In the winter of 1968, a group of students from the Scenography Department of the Institute of Fine Arts built a Christmas Star from various materials gathered for use in theatre sets and costumes, and set out through the streets of Bucharest to carol their professors. Their journey was abruptly interrupted by the Securitate while they were leaving the building where one of the professors resided, the other one that was accompanying them being brought in for questioning. But the star was saved and it was recently rediscovered and restored. The main initiators of the 1968 Steaua action were Miruna and Radu Boruzescu, a couple of scenographers who emigrated to Paris in the 1970s and went on to have an international career that left a lasting mark on the history of contemporary theatre.

The exhibition brings together contributions from artists with whom the Boruzescu family maintained long-term connections, such as Horia Bernea and Paul Neagu, or Iulian Mereuță and Doru Covrig, both settled in France as well. The late 1960s represented the moment of Romania’s opening toward the Western context and the beginning of cultural exchanges between East and West, as well as an and an important step for the young generation of artists toward new means of expression aligned with international artistic movements. As a result of this brief political, cultural, and economic relaxation, they gained access to up-to-date publications, were able to travel, and laid the foundations for a dialogue that, on the one hand, infused their practice with new concepts, and on the other, made it possible for some of them to settle in the West over the following decade. The bonds of friendship and solidarity among them have endured through time and distance, being reflected in the exhibition through various materials from Radu Boruzescu’s personal archive.
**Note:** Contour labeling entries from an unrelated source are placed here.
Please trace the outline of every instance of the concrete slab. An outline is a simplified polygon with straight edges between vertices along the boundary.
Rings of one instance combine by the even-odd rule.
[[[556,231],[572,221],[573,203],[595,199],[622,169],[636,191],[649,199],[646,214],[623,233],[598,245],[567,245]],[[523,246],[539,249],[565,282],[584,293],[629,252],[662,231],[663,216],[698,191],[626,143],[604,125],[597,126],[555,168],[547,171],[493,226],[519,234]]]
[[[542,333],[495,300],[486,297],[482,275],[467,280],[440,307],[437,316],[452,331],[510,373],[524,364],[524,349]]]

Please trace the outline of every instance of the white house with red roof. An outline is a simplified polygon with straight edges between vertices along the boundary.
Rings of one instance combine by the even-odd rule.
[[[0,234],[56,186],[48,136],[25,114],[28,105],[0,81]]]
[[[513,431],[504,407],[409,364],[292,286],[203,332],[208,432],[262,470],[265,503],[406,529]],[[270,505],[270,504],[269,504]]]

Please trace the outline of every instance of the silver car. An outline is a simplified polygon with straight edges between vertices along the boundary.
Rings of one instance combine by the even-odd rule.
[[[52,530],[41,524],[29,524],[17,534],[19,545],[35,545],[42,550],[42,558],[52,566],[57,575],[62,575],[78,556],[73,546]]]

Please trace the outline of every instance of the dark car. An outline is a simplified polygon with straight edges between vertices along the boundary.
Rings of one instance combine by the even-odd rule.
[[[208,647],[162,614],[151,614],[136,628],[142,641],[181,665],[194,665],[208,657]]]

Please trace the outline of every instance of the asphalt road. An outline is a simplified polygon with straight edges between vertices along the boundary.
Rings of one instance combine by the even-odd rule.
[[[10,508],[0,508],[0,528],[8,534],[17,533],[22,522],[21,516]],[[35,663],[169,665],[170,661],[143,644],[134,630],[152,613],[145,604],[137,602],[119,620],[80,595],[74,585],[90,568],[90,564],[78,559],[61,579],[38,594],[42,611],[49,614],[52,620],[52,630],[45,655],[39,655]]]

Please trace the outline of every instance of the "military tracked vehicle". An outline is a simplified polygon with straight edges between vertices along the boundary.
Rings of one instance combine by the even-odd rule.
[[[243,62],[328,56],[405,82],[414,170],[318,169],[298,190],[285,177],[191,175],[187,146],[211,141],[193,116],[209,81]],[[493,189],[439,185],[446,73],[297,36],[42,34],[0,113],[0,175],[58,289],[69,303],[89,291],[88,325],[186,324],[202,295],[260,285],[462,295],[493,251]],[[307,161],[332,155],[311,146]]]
Alongside these contributions that highlight significant artistic practices emerging during the political thaw, three contemporary artists have been invited to create new works inspired by the 1968 Steaua and the social context in which it appeared.

From her first encounter with the object itself, Giulia Crețulescu perceived it as a“silent manifesto of craftsmanship,” being moved not only by its structural intensity but also by the alchemy of the everyday materials that compose it. Her work refers to the concept of hyper-manuality, understood as a tool for introspection, a form of therapy through which the hostility of the outside world can be neutralized, a process of healing that can help us regain the courage to return to the communities without which we cannot survive. Ioana Mincu is interested in the performative aspect of the Steaua episode, in the tension between a simple collective gesture, its ritualistic interpretation, and its politicization in public space. Her project involves a participatory element and imagines a fictional celebration as an alternative to today’s consumerism, which has replaced the community spirit with the accumulation of objects and experiences. The ritual proposed by Ioana redirects attention toward people as well as other urban living beings, affirming a form of solidarity with the fragile lives that surround us. Mono Mihai directs his research more explicitly toward the political sphere, investigating the mechanisms through which a spontaneous action in public space comes to be perceived as a protest — a gesture of rebellion against authoritarian power, which will always respond with force. He draws a parallel between the biblical story evoked by the Christmas Star and the situation of today’s refugees, proposing a “monument to the refugee mother,” symbolically anchored in the dramatic realities of the present, such as the humanitarian crisis in Gaza and the transnational acts of solidarity with the Palestinian cause.